Читаем Поклонник вашего таланта: искусство и этикет полностью

Следовательно, как раз мир искусства и заключен сегодня в скобки политеса, частично являя себя через специфический язык грантовых заявок и музейной дидактики. Меж тем термин «вежливый терроризм», с заключенным в нем ощущением внешнего спокойствия, более точно описывает дипломатические ноты министерства юстиции, чем поэзию. Бюрократия характеризуется наличием самовоспроизводящейся структуры четко обозначенных нормативов – всеобъемлющего свода правил, которыми, по сути, никто не управляет. Таким образом, бюрократическая система весьма склонна к распаду, что приводит к усилению произвола на местах и притеснению посредством тех самых ничьих правил – с всеобщего согласия большинства, надо заметить. В своей работе «О насилии» (1969 г.) Ханна Арендт в скобках замечает: «Если, согласно традиционной политической мысли, мы ставим знак равенства между тиранией и неподотчетным правительством, то правление Ничто, совершенно очевидно, будет самым тираническим из всех возможных, поскольку даже спросить за содеянное не с кого…»

В бюрократической системе профессионализм – этот подвид этикета, присущий бюрократическому порядку, – сводится к полезному социальному ремеслу, наскоро усвоенному через средства массовой коммуникации, набор поведенческих стандартов, которые в идеале сглаживают шероховатость межличностных отношений, чтобы люди могли эффективно сотрудничать для достижения общих целей.

Симптомы подверженности воздействию структурного деспотизма и, следовательно, причастности к нему сопровождаются буйным помешательством на профессионализме и включают в себя всепроникающее чувство рабской зависимости от непонятно кем установленных требований к достижению успеха (выполнять которые малоинтересно или неинтересно вовсе, разве только ради удовлетворения подспудных карьерных устремлений, отделенных от тех аспектов деятельности, что не сопряжены с приобретением социальной или материальной выгоды), и превращение якобы нейтральных терминов («мир искусства», «академия») в уничижительные, выражающие неудовлетворенность человека суровыми обстоятельствами, которые тот не в силах изменить.

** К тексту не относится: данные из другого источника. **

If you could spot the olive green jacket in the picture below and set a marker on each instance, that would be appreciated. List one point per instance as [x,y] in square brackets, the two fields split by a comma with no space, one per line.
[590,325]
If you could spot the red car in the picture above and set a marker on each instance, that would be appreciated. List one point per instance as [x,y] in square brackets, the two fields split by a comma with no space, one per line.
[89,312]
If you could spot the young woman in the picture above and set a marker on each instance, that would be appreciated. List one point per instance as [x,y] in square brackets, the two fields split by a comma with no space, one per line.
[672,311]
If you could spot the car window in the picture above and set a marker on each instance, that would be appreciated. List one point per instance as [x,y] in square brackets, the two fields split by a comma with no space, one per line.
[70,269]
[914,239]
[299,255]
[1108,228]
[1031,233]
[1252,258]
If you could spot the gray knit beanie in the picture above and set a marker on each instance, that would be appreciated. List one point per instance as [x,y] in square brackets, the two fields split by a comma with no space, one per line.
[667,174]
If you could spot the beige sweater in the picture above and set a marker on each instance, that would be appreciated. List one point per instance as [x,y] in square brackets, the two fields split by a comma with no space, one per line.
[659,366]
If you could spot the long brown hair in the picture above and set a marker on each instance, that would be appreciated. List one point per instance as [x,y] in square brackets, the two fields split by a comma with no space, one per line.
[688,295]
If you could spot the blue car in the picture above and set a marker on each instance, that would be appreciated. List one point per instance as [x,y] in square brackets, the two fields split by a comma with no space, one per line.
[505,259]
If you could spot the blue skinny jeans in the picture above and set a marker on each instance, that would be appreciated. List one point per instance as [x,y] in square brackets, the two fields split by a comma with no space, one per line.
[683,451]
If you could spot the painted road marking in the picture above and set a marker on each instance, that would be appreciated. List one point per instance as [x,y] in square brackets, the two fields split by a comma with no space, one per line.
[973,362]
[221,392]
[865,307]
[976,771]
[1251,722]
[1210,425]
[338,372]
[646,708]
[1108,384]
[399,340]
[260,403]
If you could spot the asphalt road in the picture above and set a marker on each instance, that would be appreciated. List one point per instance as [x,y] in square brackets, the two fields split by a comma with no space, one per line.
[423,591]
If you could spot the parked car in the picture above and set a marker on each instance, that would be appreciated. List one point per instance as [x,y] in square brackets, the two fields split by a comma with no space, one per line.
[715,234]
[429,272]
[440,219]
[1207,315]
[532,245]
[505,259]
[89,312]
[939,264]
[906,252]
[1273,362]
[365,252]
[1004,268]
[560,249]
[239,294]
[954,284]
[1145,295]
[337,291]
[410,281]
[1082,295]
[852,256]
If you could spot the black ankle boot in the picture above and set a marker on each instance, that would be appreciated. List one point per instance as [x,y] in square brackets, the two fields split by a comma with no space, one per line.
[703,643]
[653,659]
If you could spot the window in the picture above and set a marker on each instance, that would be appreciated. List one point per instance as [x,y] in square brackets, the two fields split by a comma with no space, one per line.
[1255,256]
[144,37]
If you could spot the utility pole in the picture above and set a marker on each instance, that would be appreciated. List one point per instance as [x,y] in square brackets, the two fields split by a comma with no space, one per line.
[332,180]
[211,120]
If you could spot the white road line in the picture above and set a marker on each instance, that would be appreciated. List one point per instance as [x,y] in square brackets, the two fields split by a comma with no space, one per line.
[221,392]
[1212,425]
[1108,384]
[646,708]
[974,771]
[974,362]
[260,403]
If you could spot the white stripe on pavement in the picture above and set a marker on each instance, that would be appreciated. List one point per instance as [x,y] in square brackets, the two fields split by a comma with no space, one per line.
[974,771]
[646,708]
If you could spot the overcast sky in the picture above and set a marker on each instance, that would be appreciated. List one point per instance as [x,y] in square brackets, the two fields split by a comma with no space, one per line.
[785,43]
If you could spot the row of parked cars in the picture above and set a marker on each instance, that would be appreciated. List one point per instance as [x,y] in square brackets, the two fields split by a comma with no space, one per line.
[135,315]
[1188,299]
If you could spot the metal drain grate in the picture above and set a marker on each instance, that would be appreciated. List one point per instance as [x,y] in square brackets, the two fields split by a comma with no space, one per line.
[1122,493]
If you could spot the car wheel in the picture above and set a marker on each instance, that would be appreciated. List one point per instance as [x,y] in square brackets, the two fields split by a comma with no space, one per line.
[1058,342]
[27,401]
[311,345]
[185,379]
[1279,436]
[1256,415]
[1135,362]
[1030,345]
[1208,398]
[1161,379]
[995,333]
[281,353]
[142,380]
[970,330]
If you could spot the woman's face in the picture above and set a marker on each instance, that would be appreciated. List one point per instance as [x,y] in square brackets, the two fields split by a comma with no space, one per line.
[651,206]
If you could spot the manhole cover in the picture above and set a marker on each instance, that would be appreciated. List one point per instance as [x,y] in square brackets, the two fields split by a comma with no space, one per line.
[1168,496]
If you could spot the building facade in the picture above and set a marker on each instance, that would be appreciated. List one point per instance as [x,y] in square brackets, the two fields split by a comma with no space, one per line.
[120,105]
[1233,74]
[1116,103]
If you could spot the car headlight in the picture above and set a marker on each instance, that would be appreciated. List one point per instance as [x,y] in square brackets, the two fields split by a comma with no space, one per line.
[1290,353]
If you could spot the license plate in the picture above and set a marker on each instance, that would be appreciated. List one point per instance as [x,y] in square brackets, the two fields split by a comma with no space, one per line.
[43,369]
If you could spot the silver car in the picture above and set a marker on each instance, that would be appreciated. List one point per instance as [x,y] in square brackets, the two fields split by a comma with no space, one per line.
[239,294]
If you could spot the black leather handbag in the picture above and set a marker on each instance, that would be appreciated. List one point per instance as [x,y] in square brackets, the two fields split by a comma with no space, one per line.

Как правило, человек стремится к эталону профессионализма с целью получить выгоду, связанную с экономическим и социальным обеспечением. Для художников этот стимул не столь очевиден, поскольку подавляющее большинство творческих людей даже не трудоустроены официально, они функционируют в рамках рыночной системы, которая зиждется на нестабильности и издержках.

Тем не менее, несмотря на спорные преимущества профессионализма, избавиться от социального давления, требующего соответствовать узкому диапазону приемлемых паттернов самопрезентации, в среде художников непросто. Может быть, дело в том, что различие между профессиональной и мнимо профессиональной сферами довольно трудно уловить. Эта неопределенность отражается в мире искусства в целом.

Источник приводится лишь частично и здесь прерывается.